CHAPEL HILL, N.C. (WTVD) -- Students and staff at the University of North Carolina are very diverse in 2021, but that wasn't the case for many generations, until alumni known as the Black Pioneers broke the color line on campus.
On Sunday, the group gathered to salute those whose presence on campus led to major changes.
"None of us, during those days, could imagine what has come to pass now. And the fact that we are the pioneers who opened those doors is a source of great satisfaction and pride, to all of us," said Walter Jackson, UNC Class of 1967.
Edith Hubbard, Class of 1966, is one of those pioneers who read the names of others who did not live to see this day.
"In those days it was very rare to see another Black student on campus. During most of my time at Carolina there were no Black faculty members, no Black athletes. No Black employees on student stores or any of the campus offices," said Jackson.
Chancellor Kevin Guskiewicz presented the Black Pioneer award to attorney David Dansby, the first African-American recipient of an undergraduate degree from UNC. Dansby's remarks referenced civil disobedience during his time on campus that helped break the color line in Chapel Hill.
"We got in trouble, decided I wanted to picket the Colonial Drugstore down Franklin Street for not allowing Blacks to sit at the lunch counter.. I wanted to join," said Dansby.
Now that can be hard to get your head around, when you consider how Chapel Hill looks today.
The Colonial Drugstore closed years ago, but today a marker with photos of news coverage of the demonstration is installed in front of the building.

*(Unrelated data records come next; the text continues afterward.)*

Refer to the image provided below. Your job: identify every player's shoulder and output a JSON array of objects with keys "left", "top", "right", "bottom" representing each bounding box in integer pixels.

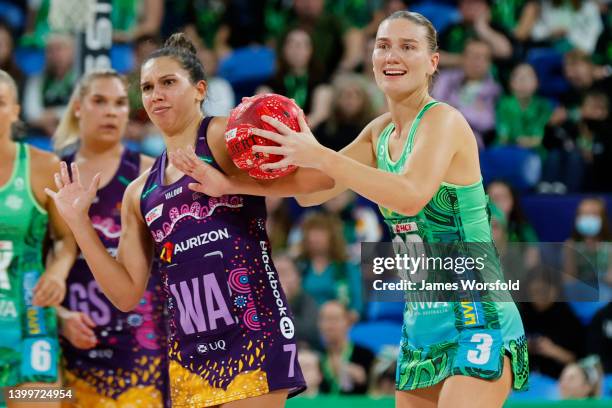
[
  {"left": 24, "top": 144, "right": 60, "bottom": 173},
  {"left": 423, "top": 103, "right": 467, "bottom": 127},
  {"left": 123, "top": 164, "right": 151, "bottom": 208},
  {"left": 139, "top": 153, "right": 155, "bottom": 174},
  {"left": 363, "top": 112, "right": 391, "bottom": 139}
]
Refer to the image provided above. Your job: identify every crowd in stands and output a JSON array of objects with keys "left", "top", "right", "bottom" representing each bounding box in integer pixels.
[{"left": 0, "top": 0, "right": 612, "bottom": 398}]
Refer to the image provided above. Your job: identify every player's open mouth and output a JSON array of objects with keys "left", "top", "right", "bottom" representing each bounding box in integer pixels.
[
  {"left": 153, "top": 106, "right": 170, "bottom": 114},
  {"left": 383, "top": 69, "right": 406, "bottom": 76}
]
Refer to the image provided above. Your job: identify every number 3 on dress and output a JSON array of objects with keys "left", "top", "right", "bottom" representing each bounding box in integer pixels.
[{"left": 467, "top": 333, "right": 493, "bottom": 365}]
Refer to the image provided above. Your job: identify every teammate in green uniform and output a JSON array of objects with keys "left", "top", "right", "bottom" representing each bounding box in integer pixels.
[
  {"left": 173, "top": 11, "right": 528, "bottom": 408},
  {"left": 0, "top": 70, "right": 76, "bottom": 407}
]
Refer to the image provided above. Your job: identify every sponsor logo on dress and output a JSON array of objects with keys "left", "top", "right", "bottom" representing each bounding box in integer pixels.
[
  {"left": 4, "top": 194, "right": 23, "bottom": 211},
  {"left": 159, "top": 228, "right": 230, "bottom": 263},
  {"left": 145, "top": 203, "right": 164, "bottom": 225},
  {"left": 164, "top": 186, "right": 183, "bottom": 200},
  {"left": 259, "top": 241, "right": 295, "bottom": 340},
  {"left": 393, "top": 221, "right": 419, "bottom": 234},
  {"left": 15, "top": 177, "right": 25, "bottom": 191}
]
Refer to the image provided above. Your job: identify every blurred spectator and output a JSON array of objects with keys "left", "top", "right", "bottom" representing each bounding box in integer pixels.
[
  {"left": 559, "top": 356, "right": 603, "bottom": 400},
  {"left": 19, "top": 0, "right": 51, "bottom": 48},
  {"left": 323, "top": 190, "right": 383, "bottom": 262},
  {"left": 538, "top": 90, "right": 612, "bottom": 193},
  {"left": 21, "top": 0, "right": 164, "bottom": 47},
  {"left": 315, "top": 74, "right": 375, "bottom": 151},
  {"left": 521, "top": 267, "right": 585, "bottom": 378},
  {"left": 319, "top": 300, "right": 374, "bottom": 395},
  {"left": 587, "top": 302, "right": 612, "bottom": 374},
  {"left": 491, "top": 0, "right": 539, "bottom": 43},
  {"left": 487, "top": 180, "right": 540, "bottom": 269},
  {"left": 432, "top": 39, "right": 501, "bottom": 147},
  {"left": 214, "top": 0, "right": 267, "bottom": 59},
  {"left": 496, "top": 63, "right": 552, "bottom": 148},
  {"left": 23, "top": 34, "right": 76, "bottom": 136},
  {"left": 439, "top": 0, "right": 512, "bottom": 67},
  {"left": 489, "top": 203, "right": 533, "bottom": 282},
  {"left": 274, "top": 254, "right": 319, "bottom": 348},
  {"left": 531, "top": 0, "right": 603, "bottom": 54},
  {"left": 285, "top": 0, "right": 364, "bottom": 80},
  {"left": 111, "top": 0, "right": 164, "bottom": 43},
  {"left": 198, "top": 48, "right": 236, "bottom": 116},
  {"left": 257, "top": 28, "right": 333, "bottom": 129},
  {"left": 325, "top": 0, "right": 388, "bottom": 38},
  {"left": 289, "top": 190, "right": 383, "bottom": 262},
  {"left": 266, "top": 196, "right": 293, "bottom": 252},
  {"left": 369, "top": 346, "right": 399, "bottom": 397},
  {"left": 298, "top": 213, "right": 362, "bottom": 314},
  {"left": 0, "top": 20, "right": 25, "bottom": 101},
  {"left": 161, "top": 0, "right": 228, "bottom": 49},
  {"left": 0, "top": 0, "right": 28, "bottom": 34},
  {"left": 298, "top": 346, "right": 323, "bottom": 397},
  {"left": 563, "top": 198, "right": 612, "bottom": 289},
  {"left": 551, "top": 50, "right": 595, "bottom": 125}
]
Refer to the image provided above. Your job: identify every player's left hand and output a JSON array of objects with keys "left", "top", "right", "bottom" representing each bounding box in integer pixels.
[
  {"left": 253, "top": 112, "right": 325, "bottom": 170},
  {"left": 168, "top": 146, "right": 233, "bottom": 197},
  {"left": 32, "top": 272, "right": 66, "bottom": 307}
]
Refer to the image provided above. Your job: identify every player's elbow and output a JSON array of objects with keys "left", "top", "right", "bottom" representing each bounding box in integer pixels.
[
  {"left": 113, "top": 296, "right": 140, "bottom": 313},
  {"left": 295, "top": 195, "right": 323, "bottom": 207},
  {"left": 397, "top": 188, "right": 429, "bottom": 217},
  {"left": 297, "top": 175, "right": 336, "bottom": 194}
]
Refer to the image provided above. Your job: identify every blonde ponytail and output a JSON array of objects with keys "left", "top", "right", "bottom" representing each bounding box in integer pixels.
[{"left": 52, "top": 69, "right": 127, "bottom": 152}]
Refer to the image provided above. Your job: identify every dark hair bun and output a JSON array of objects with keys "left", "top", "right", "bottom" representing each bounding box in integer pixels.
[{"left": 164, "top": 33, "right": 197, "bottom": 55}]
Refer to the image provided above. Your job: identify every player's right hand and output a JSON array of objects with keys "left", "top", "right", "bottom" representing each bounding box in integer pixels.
[
  {"left": 61, "top": 311, "right": 98, "bottom": 350},
  {"left": 45, "top": 162, "right": 100, "bottom": 226}
]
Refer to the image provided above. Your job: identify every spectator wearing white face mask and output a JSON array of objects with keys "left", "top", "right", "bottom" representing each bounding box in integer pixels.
[{"left": 563, "top": 198, "right": 612, "bottom": 300}]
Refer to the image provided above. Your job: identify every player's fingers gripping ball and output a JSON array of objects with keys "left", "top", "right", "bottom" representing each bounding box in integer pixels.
[{"left": 225, "top": 94, "right": 301, "bottom": 180}]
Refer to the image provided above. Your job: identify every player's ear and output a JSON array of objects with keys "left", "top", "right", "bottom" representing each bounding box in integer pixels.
[{"left": 195, "top": 80, "right": 208, "bottom": 103}]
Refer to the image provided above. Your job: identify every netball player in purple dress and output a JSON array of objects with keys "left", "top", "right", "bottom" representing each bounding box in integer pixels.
[
  {"left": 48, "top": 34, "right": 333, "bottom": 408},
  {"left": 54, "top": 71, "right": 166, "bottom": 408}
]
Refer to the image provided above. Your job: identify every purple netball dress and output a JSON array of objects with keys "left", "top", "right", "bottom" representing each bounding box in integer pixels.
[
  {"left": 61, "top": 149, "right": 167, "bottom": 407},
  {"left": 141, "top": 117, "right": 305, "bottom": 407}
]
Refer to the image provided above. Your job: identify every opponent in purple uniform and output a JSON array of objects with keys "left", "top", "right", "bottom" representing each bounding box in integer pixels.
[
  {"left": 54, "top": 71, "right": 166, "bottom": 408},
  {"left": 49, "top": 34, "right": 332, "bottom": 408}
]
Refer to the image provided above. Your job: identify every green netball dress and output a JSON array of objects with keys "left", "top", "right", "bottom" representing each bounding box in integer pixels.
[
  {"left": 0, "top": 144, "right": 58, "bottom": 388},
  {"left": 376, "top": 101, "right": 529, "bottom": 391}
]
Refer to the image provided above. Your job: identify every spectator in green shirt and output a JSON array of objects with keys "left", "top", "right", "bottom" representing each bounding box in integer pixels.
[
  {"left": 496, "top": 63, "right": 552, "bottom": 148},
  {"left": 487, "top": 180, "right": 540, "bottom": 270}
]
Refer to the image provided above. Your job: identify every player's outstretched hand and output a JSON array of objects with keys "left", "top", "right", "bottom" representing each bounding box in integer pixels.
[
  {"left": 45, "top": 162, "right": 100, "bottom": 227},
  {"left": 253, "top": 112, "right": 325, "bottom": 170},
  {"left": 168, "top": 146, "right": 232, "bottom": 197}
]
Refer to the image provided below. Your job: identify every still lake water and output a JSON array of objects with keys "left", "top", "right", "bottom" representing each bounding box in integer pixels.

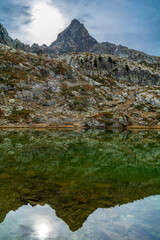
[{"left": 0, "top": 130, "right": 160, "bottom": 240}]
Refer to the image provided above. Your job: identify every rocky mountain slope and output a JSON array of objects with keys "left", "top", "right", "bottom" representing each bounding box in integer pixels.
[
  {"left": 0, "top": 19, "right": 160, "bottom": 65},
  {"left": 0, "top": 45, "right": 160, "bottom": 127}
]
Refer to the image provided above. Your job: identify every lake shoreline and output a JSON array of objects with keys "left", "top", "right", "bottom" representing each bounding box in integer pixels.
[{"left": 0, "top": 122, "right": 160, "bottom": 130}]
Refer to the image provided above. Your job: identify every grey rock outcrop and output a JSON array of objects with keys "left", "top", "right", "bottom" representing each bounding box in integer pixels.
[{"left": 49, "top": 19, "right": 98, "bottom": 54}]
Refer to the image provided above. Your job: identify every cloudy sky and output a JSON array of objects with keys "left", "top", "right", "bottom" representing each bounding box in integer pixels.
[{"left": 0, "top": 0, "right": 160, "bottom": 56}]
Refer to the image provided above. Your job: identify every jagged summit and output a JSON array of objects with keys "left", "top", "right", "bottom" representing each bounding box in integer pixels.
[
  {"left": 0, "top": 19, "right": 160, "bottom": 63},
  {"left": 0, "top": 24, "right": 14, "bottom": 47},
  {"left": 49, "top": 19, "right": 98, "bottom": 54}
]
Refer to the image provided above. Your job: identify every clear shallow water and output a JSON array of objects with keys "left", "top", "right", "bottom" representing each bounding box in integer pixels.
[{"left": 0, "top": 131, "right": 160, "bottom": 240}]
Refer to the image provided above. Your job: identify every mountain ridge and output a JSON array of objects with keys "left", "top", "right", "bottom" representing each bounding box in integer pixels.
[{"left": 0, "top": 19, "right": 160, "bottom": 67}]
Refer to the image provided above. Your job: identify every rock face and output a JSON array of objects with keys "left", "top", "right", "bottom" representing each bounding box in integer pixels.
[
  {"left": 0, "top": 24, "right": 14, "bottom": 47},
  {"left": 0, "top": 19, "right": 160, "bottom": 66},
  {"left": 89, "top": 42, "right": 160, "bottom": 64},
  {"left": 49, "top": 19, "right": 98, "bottom": 54},
  {"left": 0, "top": 44, "right": 160, "bottom": 128}
]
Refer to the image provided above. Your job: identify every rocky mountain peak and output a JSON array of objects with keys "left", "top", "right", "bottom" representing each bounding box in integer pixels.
[
  {"left": 0, "top": 24, "right": 13, "bottom": 46},
  {"left": 50, "top": 19, "right": 98, "bottom": 54}
]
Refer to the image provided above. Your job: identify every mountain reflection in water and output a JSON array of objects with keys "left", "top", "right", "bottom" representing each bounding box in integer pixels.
[{"left": 0, "top": 131, "right": 160, "bottom": 240}]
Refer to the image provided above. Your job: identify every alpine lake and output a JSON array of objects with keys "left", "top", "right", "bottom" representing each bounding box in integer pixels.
[{"left": 0, "top": 129, "right": 160, "bottom": 240}]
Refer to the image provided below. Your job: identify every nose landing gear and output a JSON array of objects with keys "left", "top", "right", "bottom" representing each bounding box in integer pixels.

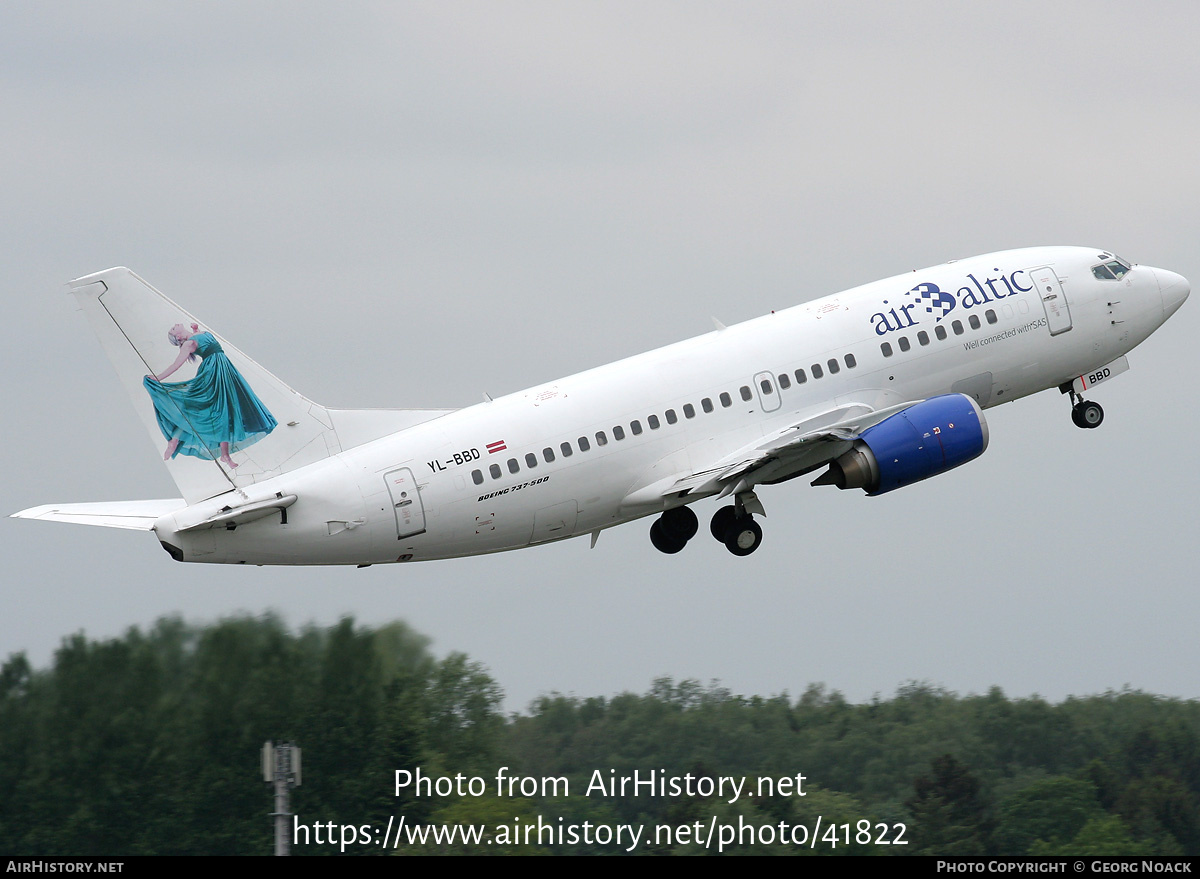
[{"left": 1070, "top": 390, "right": 1104, "bottom": 430}]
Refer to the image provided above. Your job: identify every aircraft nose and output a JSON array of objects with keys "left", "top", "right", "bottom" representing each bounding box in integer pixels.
[{"left": 1154, "top": 269, "right": 1192, "bottom": 319}]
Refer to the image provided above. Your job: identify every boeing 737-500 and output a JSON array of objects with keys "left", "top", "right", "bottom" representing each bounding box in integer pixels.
[{"left": 14, "top": 247, "right": 1190, "bottom": 566}]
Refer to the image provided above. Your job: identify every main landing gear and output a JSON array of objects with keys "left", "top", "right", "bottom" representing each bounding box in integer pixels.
[
  {"left": 1070, "top": 390, "right": 1104, "bottom": 429},
  {"left": 650, "top": 491, "right": 763, "bottom": 556},
  {"left": 708, "top": 506, "right": 762, "bottom": 556},
  {"left": 650, "top": 507, "right": 700, "bottom": 555}
]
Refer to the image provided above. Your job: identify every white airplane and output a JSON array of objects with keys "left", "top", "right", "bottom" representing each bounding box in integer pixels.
[{"left": 13, "top": 247, "right": 1190, "bottom": 567}]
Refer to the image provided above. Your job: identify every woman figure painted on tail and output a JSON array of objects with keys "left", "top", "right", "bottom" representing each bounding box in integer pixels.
[{"left": 142, "top": 323, "right": 276, "bottom": 468}]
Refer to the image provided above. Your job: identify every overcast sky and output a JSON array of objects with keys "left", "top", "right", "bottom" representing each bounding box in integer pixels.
[{"left": 0, "top": 0, "right": 1200, "bottom": 710}]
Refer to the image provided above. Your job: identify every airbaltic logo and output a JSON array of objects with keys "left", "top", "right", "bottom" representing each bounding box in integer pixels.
[{"left": 871, "top": 269, "right": 1033, "bottom": 336}]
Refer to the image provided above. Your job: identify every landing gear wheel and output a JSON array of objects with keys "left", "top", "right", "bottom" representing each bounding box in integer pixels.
[
  {"left": 725, "top": 508, "right": 762, "bottom": 556},
  {"left": 1070, "top": 400, "right": 1104, "bottom": 429},
  {"left": 659, "top": 507, "right": 700, "bottom": 543},
  {"left": 708, "top": 507, "right": 738, "bottom": 543},
  {"left": 650, "top": 519, "right": 688, "bottom": 556}
]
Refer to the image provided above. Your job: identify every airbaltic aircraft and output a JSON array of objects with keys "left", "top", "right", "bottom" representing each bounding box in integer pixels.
[{"left": 14, "top": 247, "right": 1190, "bottom": 566}]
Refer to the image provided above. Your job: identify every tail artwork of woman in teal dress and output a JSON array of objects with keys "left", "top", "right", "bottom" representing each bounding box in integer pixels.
[{"left": 142, "top": 323, "right": 277, "bottom": 467}]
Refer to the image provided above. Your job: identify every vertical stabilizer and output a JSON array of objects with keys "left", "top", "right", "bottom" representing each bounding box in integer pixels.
[{"left": 71, "top": 268, "right": 341, "bottom": 503}]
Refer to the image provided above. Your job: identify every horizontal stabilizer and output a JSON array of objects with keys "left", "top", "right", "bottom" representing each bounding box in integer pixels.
[{"left": 10, "top": 497, "right": 187, "bottom": 531}]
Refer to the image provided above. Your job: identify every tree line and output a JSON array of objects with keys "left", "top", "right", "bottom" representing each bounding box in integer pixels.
[{"left": 0, "top": 616, "right": 1200, "bottom": 855}]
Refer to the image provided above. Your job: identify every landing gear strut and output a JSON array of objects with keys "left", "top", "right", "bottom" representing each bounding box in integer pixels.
[{"left": 1070, "top": 390, "right": 1104, "bottom": 429}]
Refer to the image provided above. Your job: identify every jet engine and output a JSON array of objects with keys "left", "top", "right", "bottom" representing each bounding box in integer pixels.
[{"left": 812, "top": 394, "right": 988, "bottom": 496}]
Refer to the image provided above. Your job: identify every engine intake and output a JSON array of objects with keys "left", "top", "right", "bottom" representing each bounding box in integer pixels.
[{"left": 812, "top": 394, "right": 988, "bottom": 496}]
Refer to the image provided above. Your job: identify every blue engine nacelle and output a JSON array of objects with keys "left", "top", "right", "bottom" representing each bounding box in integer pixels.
[{"left": 812, "top": 394, "right": 988, "bottom": 496}]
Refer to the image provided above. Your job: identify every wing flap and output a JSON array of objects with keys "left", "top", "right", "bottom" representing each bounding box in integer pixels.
[
  {"left": 8, "top": 497, "right": 187, "bottom": 531},
  {"left": 622, "top": 400, "right": 920, "bottom": 509}
]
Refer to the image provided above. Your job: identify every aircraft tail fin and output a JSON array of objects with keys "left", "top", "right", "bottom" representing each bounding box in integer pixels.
[{"left": 70, "top": 268, "right": 449, "bottom": 503}]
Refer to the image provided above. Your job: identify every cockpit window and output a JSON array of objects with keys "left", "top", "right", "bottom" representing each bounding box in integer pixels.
[{"left": 1092, "top": 259, "right": 1129, "bottom": 281}]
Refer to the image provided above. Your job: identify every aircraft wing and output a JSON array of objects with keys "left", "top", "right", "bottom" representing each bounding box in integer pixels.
[
  {"left": 8, "top": 497, "right": 187, "bottom": 531},
  {"left": 622, "top": 400, "right": 920, "bottom": 508}
]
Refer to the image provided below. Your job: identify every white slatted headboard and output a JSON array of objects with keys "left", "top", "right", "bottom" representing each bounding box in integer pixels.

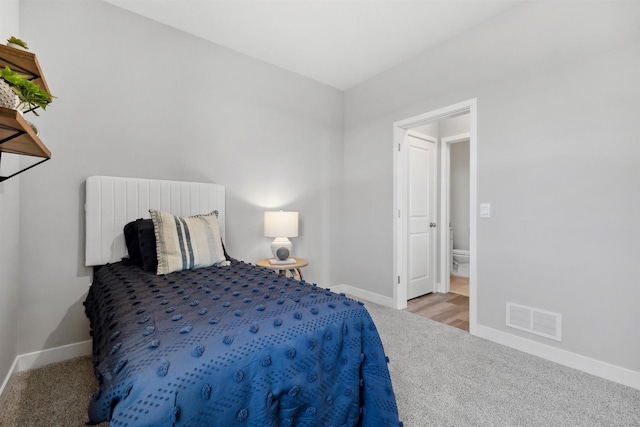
[{"left": 85, "top": 176, "right": 225, "bottom": 267}]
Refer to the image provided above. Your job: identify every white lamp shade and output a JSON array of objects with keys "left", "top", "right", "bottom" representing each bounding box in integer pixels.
[{"left": 264, "top": 211, "right": 298, "bottom": 237}]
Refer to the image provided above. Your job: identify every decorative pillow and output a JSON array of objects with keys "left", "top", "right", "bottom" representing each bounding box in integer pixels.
[{"left": 149, "top": 209, "right": 229, "bottom": 274}]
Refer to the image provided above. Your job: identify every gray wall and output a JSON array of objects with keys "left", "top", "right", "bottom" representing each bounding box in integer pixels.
[
  {"left": 0, "top": 1, "right": 20, "bottom": 394},
  {"left": 340, "top": 2, "right": 640, "bottom": 371},
  {"left": 18, "top": 0, "right": 343, "bottom": 353}
]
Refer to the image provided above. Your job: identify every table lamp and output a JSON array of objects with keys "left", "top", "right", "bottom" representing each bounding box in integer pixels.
[{"left": 264, "top": 211, "right": 298, "bottom": 260}]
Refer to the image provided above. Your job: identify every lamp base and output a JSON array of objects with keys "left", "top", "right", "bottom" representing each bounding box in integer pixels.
[{"left": 271, "top": 237, "right": 293, "bottom": 259}]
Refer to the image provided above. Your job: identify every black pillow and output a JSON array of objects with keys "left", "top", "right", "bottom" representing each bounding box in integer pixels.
[
  {"left": 124, "top": 218, "right": 158, "bottom": 272},
  {"left": 124, "top": 218, "right": 144, "bottom": 265},
  {"left": 138, "top": 219, "right": 158, "bottom": 273}
]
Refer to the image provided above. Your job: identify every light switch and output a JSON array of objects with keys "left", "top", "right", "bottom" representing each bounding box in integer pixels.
[{"left": 480, "top": 203, "right": 491, "bottom": 218}]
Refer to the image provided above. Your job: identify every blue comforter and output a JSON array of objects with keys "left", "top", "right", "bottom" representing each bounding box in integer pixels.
[{"left": 85, "top": 261, "right": 401, "bottom": 427}]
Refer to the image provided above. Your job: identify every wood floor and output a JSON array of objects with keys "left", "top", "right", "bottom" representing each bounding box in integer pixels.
[{"left": 405, "top": 274, "right": 469, "bottom": 332}]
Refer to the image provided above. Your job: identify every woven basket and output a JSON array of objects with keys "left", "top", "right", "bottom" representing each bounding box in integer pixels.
[{"left": 0, "top": 79, "right": 20, "bottom": 110}]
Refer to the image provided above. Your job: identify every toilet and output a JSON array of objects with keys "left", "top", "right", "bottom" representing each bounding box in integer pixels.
[{"left": 451, "top": 249, "right": 469, "bottom": 277}]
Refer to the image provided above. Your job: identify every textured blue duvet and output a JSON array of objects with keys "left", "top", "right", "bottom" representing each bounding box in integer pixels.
[{"left": 85, "top": 261, "right": 401, "bottom": 427}]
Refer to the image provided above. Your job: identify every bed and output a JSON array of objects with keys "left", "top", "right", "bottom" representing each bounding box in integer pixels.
[{"left": 85, "top": 176, "right": 402, "bottom": 427}]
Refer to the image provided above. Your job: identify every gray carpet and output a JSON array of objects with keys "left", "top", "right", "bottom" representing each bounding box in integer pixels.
[{"left": 0, "top": 303, "right": 640, "bottom": 427}]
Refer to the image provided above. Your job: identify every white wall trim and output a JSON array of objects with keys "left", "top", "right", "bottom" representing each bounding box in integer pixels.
[
  {"left": 475, "top": 325, "right": 640, "bottom": 390},
  {"left": 331, "top": 284, "right": 395, "bottom": 308},
  {"left": 0, "top": 356, "right": 20, "bottom": 408},
  {"left": 0, "top": 340, "right": 93, "bottom": 407},
  {"left": 18, "top": 340, "right": 93, "bottom": 372}
]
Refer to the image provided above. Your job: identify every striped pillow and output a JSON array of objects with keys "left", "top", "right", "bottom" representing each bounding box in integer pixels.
[{"left": 149, "top": 209, "right": 229, "bottom": 274}]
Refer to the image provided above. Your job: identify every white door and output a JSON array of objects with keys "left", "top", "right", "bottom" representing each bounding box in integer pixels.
[{"left": 404, "top": 131, "right": 437, "bottom": 299}]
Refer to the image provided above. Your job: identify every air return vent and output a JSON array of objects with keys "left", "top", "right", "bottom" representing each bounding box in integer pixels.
[{"left": 507, "top": 302, "right": 562, "bottom": 341}]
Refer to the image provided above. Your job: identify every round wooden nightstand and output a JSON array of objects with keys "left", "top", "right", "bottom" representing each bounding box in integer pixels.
[{"left": 256, "top": 258, "right": 309, "bottom": 280}]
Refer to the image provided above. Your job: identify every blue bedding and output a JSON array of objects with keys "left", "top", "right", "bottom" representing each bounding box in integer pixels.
[{"left": 85, "top": 260, "right": 401, "bottom": 427}]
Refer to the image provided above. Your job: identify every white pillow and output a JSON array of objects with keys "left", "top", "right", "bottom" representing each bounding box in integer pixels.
[{"left": 149, "top": 209, "right": 230, "bottom": 274}]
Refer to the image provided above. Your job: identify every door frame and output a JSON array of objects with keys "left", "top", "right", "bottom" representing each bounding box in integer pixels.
[
  {"left": 392, "top": 98, "right": 478, "bottom": 335},
  {"left": 438, "top": 132, "right": 471, "bottom": 294}
]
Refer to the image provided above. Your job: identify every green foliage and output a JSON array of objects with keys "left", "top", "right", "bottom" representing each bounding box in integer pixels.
[
  {"left": 0, "top": 67, "right": 54, "bottom": 116},
  {"left": 7, "top": 36, "right": 29, "bottom": 49}
]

Karen Parker, the first African American woman to earn an undergraduate degree at UNC in 1965, led the Sunday afternoon ceremony.
The students of 2021 stand on the shoulders of those whose presence opened the campus to everyone.
"As one of the first African-American students at Carolina, it's overwhelming to me to think about all those who came before me and honor those who are departed," said Jackson.